Monday morning, my FD pager went off regarding a car off the road nearby. As I got my clothes on, the pager reported no injuries. I drove over to the firehouse. It was snowy and very slippery.

As a probationary member, I have to leave my turnout gear at the firehouse. They also really like the firefighters to go to the firehouse rather than direct to an incident for various reasons; to make sure the apparatus gets picked up, to reduce traffic and parking congestion at the scene, to enable the chief to understand the number and skills of personnel responding early in the process so that they can make deployment decisions, blah, blah.

On medical calls, I have been asked to stop by the firehouse to get the AED, and that seems to make good sense… I may be two or three minutes later on scene, but if I show up with the AED, the presence of the AED may be more important than the few minutes required to get it. If another FF (all are non-EMT) arrive first, they know how to perform immediate basic life support as well as I do. I’m told that the ambulance squad is going to get me an AED for the car, in which case I’ll suggest to the fire department that I should just go direct on medical calls.

I was first at the firehouse. By the time I wiggled into my stiff gear, two of the officers had arrived. One of them (who I think of as ‘Fire Department Lady’) told me to go in the engine with the other officer. So I rode to the accident scene in the fire engine. It was heady.

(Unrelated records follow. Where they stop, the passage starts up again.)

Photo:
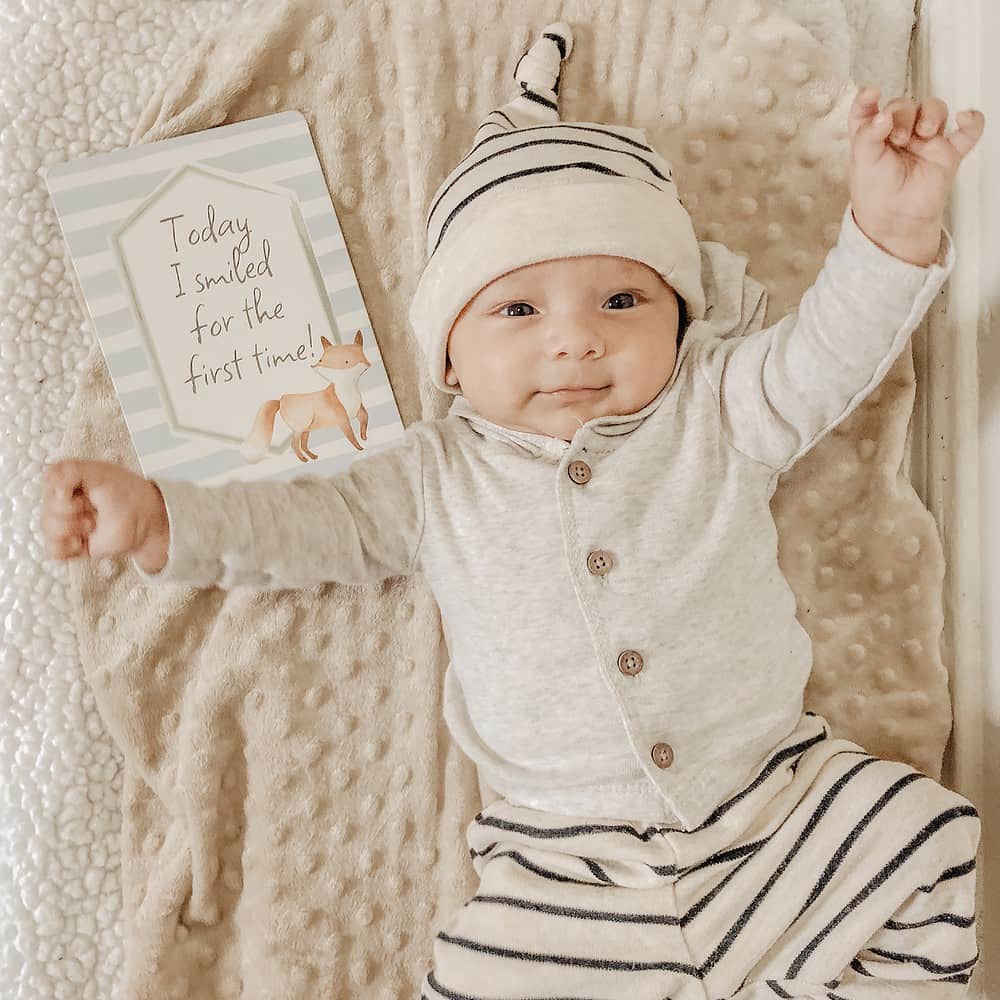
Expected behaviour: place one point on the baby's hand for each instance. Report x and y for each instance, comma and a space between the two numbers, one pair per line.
902, 169
101, 509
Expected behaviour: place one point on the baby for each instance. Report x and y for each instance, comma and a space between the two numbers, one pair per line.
626, 667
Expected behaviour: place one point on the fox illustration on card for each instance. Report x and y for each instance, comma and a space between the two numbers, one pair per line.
342, 365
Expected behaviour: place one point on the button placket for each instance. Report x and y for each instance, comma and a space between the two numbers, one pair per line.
630, 662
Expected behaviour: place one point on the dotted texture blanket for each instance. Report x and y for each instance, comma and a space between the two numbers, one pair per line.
293, 807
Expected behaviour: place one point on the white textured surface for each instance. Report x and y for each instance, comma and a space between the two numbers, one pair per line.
74, 78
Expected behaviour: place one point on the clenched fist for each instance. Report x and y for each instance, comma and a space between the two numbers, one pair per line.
100, 509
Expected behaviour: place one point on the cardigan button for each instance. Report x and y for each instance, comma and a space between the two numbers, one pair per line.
663, 754
599, 562
629, 662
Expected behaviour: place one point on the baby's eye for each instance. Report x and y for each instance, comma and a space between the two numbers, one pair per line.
511, 305
620, 294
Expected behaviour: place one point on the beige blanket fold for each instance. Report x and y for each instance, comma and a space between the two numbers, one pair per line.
294, 808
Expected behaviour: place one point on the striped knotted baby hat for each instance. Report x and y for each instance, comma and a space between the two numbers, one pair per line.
534, 188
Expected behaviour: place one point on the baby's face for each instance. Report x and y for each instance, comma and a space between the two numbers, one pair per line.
607, 323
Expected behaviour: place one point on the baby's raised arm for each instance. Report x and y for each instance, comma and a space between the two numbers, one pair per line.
780, 389
359, 526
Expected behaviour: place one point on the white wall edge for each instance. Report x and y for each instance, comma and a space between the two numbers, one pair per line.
951, 59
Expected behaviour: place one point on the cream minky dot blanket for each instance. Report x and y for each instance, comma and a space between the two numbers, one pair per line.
293, 807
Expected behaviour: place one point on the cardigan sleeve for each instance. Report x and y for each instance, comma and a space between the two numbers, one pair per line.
780, 389
359, 526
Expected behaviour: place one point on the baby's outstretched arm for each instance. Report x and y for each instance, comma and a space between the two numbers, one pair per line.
359, 526
780, 389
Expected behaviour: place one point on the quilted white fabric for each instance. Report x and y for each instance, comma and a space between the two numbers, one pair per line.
74, 80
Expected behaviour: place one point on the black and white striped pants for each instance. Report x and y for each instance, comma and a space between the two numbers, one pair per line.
833, 874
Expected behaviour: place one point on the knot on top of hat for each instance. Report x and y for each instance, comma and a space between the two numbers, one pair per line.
539, 68
537, 74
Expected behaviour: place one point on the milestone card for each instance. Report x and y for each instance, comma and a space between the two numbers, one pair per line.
223, 296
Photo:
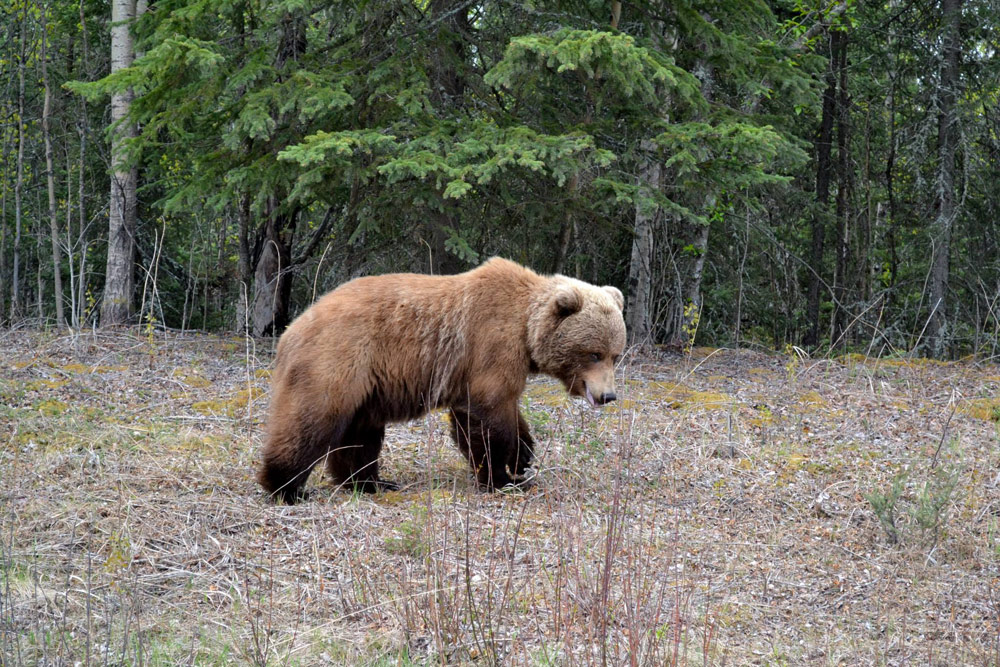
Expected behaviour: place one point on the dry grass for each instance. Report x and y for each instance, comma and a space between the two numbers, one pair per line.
733, 508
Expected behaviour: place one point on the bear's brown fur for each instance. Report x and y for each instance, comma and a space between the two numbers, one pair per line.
389, 348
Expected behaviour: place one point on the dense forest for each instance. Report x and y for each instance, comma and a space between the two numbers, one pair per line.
787, 172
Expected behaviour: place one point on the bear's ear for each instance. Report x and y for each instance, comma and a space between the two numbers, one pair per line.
616, 296
566, 301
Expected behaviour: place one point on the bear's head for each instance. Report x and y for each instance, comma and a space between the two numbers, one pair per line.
576, 334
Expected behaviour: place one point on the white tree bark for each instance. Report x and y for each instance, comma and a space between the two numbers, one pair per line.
15, 297
937, 330
119, 279
50, 175
640, 279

The accident was quite minor; the roads were slick and a car had spun and slid off the road on a sharp corner of a main road, coming to rest against a tree above a forty foot drop. If the tree had not been there, the car would have gone over the edge.

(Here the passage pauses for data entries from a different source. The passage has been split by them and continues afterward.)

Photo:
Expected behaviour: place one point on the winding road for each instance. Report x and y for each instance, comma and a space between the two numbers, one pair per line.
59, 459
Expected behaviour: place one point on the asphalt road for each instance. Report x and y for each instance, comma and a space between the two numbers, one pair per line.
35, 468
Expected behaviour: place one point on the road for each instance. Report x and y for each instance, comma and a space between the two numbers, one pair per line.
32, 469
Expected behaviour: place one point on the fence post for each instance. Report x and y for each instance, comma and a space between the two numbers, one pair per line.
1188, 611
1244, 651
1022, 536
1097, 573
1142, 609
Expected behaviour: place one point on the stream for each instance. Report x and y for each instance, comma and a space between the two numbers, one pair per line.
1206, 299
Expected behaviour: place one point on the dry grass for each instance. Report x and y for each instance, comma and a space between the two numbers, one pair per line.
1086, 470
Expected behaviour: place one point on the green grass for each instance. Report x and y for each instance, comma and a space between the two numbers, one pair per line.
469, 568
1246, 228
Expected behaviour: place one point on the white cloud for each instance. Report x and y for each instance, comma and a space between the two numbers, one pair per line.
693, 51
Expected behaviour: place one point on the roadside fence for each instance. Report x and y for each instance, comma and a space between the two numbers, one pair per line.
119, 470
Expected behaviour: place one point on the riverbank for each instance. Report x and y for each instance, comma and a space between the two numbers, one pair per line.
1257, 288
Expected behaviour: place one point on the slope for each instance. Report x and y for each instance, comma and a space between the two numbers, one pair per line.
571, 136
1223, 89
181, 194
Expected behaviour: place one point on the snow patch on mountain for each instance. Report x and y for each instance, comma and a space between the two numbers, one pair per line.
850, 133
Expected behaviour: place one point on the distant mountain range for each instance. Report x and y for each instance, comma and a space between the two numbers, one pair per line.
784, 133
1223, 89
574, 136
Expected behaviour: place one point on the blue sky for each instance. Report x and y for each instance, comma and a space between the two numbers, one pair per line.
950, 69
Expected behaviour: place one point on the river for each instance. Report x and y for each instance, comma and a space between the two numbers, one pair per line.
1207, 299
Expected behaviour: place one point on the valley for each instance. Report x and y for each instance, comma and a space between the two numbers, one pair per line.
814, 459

The local fire and police chiefs were there. Our chief waved us to a spot and we parked.

I directed traffic for about a half an hour. It was a pleasant way to spend the time. My turnout gear is warm and comfortable… Ask me again in August, right? The only problem I had was an inability to key the radio (to communicate with the other traffic director at the other end of the accident scene area) with my fire fighting gloves, so I had to keep taking one of them off and putting it on again.

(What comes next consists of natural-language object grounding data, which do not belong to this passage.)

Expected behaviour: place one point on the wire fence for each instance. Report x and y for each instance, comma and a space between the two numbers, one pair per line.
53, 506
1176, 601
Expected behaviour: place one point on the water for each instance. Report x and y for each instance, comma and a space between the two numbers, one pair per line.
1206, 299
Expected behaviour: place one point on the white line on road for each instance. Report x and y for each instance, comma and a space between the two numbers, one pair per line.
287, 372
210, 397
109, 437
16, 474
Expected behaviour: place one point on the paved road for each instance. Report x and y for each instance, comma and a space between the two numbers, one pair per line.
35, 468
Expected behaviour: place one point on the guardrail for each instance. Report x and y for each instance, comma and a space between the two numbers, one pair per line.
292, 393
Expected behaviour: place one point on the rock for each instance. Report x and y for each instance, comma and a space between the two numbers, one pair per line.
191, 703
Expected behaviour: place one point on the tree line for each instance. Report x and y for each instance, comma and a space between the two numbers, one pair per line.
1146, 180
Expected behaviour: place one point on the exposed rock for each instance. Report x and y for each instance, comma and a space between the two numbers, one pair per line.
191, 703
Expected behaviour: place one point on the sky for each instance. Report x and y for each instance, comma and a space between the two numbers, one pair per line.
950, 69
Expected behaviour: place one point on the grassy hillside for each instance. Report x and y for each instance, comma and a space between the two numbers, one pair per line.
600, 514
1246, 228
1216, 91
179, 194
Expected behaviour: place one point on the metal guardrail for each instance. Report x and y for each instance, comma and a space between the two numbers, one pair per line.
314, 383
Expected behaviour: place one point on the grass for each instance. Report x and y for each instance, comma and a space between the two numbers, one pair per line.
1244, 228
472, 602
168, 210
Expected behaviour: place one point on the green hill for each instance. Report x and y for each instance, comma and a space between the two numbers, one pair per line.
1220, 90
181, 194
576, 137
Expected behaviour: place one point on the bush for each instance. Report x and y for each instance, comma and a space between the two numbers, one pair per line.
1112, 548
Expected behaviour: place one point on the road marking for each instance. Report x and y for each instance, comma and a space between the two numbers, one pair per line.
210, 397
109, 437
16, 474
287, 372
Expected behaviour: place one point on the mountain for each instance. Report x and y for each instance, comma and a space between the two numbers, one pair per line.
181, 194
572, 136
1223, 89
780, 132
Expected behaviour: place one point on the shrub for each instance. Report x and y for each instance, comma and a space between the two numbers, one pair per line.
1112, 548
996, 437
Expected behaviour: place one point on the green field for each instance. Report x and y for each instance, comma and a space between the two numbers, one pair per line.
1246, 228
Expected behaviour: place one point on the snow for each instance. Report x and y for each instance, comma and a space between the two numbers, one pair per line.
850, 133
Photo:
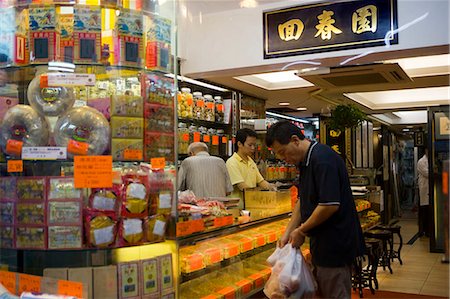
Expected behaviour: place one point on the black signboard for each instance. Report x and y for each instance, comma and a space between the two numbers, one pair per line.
329, 27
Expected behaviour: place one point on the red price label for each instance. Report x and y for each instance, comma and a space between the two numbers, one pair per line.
15, 166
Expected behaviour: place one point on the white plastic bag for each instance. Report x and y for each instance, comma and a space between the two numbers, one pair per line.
291, 277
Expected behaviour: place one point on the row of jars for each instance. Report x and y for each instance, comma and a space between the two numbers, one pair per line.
280, 171
215, 139
198, 106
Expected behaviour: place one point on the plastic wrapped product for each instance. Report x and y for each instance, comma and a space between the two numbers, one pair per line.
84, 131
22, 126
49, 101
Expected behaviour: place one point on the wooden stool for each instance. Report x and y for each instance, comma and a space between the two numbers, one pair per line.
386, 238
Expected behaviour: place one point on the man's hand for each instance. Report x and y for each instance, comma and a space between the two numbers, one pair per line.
297, 238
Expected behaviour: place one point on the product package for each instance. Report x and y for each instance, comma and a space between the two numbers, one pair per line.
31, 237
65, 237
100, 228
131, 231
129, 280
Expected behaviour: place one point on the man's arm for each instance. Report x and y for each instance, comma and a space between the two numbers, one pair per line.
292, 225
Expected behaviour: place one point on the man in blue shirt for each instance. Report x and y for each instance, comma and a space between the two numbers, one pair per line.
326, 211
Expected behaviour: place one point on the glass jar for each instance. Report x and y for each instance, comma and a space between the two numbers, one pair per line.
209, 108
185, 103
183, 138
219, 112
199, 105
214, 142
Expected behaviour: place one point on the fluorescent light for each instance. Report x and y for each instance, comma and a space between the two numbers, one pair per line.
286, 117
404, 98
200, 83
275, 80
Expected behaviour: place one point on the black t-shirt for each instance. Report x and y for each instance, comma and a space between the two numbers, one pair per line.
324, 181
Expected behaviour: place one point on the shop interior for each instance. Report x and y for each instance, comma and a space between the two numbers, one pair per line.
100, 99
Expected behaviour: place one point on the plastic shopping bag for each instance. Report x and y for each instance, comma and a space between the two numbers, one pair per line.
291, 277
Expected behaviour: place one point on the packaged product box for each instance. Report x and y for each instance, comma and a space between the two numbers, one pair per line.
129, 43
129, 280
87, 34
65, 237
127, 149
105, 282
68, 212
83, 275
58, 273
150, 280
7, 237
7, 212
127, 127
166, 273
127, 105
31, 237
63, 188
31, 213
158, 43
31, 188
44, 37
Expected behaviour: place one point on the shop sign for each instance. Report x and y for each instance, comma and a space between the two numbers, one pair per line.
329, 26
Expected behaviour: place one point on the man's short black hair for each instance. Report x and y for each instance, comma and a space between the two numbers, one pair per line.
282, 132
242, 134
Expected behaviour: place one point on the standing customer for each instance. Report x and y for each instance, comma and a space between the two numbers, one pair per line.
205, 175
325, 212
244, 173
424, 210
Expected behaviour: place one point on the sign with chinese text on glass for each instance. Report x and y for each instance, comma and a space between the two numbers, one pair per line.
329, 27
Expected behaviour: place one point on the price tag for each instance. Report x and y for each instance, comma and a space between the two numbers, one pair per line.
70, 288
215, 140
15, 166
132, 154
14, 147
29, 283
8, 280
77, 147
196, 136
93, 171
158, 163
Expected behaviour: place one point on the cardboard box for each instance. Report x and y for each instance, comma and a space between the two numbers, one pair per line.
105, 282
83, 275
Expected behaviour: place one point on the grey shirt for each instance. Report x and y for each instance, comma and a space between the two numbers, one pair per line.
205, 175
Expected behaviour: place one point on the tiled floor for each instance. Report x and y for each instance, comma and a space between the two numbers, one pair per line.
421, 273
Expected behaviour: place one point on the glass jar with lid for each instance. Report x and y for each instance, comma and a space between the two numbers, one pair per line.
214, 142
183, 138
185, 103
219, 111
209, 108
199, 105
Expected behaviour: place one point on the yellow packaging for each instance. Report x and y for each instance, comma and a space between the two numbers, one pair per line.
127, 127
122, 148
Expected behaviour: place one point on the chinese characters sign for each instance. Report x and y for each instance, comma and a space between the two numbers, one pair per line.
329, 27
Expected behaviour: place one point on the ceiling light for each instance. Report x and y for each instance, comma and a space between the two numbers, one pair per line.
404, 98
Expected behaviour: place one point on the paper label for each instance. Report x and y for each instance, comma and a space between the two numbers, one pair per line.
67, 79
104, 235
165, 201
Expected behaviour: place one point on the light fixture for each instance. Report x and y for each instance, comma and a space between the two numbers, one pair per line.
200, 83
286, 117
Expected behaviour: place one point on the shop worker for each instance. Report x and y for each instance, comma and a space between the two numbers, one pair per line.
326, 211
244, 173
205, 175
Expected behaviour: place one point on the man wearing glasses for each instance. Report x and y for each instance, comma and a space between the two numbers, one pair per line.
244, 173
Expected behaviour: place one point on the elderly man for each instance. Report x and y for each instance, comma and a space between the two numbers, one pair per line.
205, 175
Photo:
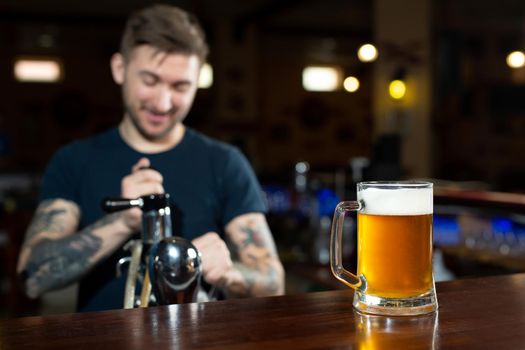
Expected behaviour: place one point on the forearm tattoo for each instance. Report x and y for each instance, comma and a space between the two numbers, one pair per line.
54, 263
256, 263
44, 220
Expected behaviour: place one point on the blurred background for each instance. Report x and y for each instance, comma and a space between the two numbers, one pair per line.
318, 94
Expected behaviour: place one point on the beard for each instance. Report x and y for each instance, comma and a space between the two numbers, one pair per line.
133, 115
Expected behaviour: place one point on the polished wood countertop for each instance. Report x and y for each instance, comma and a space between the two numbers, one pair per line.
478, 313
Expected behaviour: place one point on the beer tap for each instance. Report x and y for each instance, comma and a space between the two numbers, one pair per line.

After the undamaged car had been pulled back onto the road, we cleared the scene and went back to the firehouse.

The police chief stopped by and spoke with us for a while. He said that the town constable, a nice name for dog-catcher, would not be ‘running’ again this year and would anyone be interested in doing the job? He looked at me. I played dumb. I guess he thinks I’m okay, though. I had dealt with him several times regarding our idiot ex-tenant stealing the dishwasher and I had gotten the impression he thought I was a thorn in his side. Lately, though, he’s seen me at three accidents and one medical call for two departments, and I was providing care at three of them. He did yell at me at the first fire department incident I was at, but he seems to have gotten over that.

I responded to a medical call just before I went to California, and before I had discussed what I should do on medical calls with the officers.

I went over to the firehouse like a good probationary member and waited for someone to show up to tell me what to do (okay, I know what I should do, but in any organized response you need to function within your protocols and subject to direction from your incident command structure… Skate your lane, no freelancing).

After a few minutes, I realized no one was coming (it was during the day, and from the page one could tell it was non-critical). I knew an officer was going direct and that the paid service was on its way. I drove over to the patient’s house. A pickup belonging to the deputy fire department chief was there. I grabbed my jump kit and went in.

The patient was sitting in a chair. My immediate impression was that this patient was not critical. There were two relatives there in addition to the deputy chief and the patient. The four of them were discussing family current events. Based on my visual assessment, I decided not to take vital signs (although, in retrospect, I should have). One of the relatives was finishing up a patient’s medication list (very helpful). I took some history from her.

The police chief showed up after a while, then ambulance. The deputy chief and I went out and got the cot, then wheeled the patient out. I knocked a few things over with my innate clumsiness, and frightened the patient by accidently pressing the cot back-support release while we were moving him. Everyone else seemed pretty patient with me, though. Heh, patient.

The police chief held traffic while the ambulance left, then he thanked me and the deputy chief and we variously drove off.

Several days later at the firehouse, I was told that I would get to know the address as this patient was one of our frequent flyers.

Last night I missed the ambulance squad business meeting. The time has changed from following the training at the rich squad’s depot to preceeding the training, starting at 5:30. I was not present at the last meeting, either; it had been rescheduled to a time I was in California. In my absence, I was elected to squad assistant coordinator.

The training was pretty interesting; it was given by a cop/EMT and covered drugs; drugs that form the EMT-Intermediate pharmacology, common prescription medications we might see in our patients, and illicit drugs that we are likely to see on our calls. I was surprised at the frank ignorance of drug culture knowlege among the trainees and the misconceptions in the apparent police institutional knowledge… I refrained from pointing these out. The trainer recommended Trainspotting for its depiction of heroin usage and symptoms. He said that most cops that are killed or injured are dealing with methamphetamine.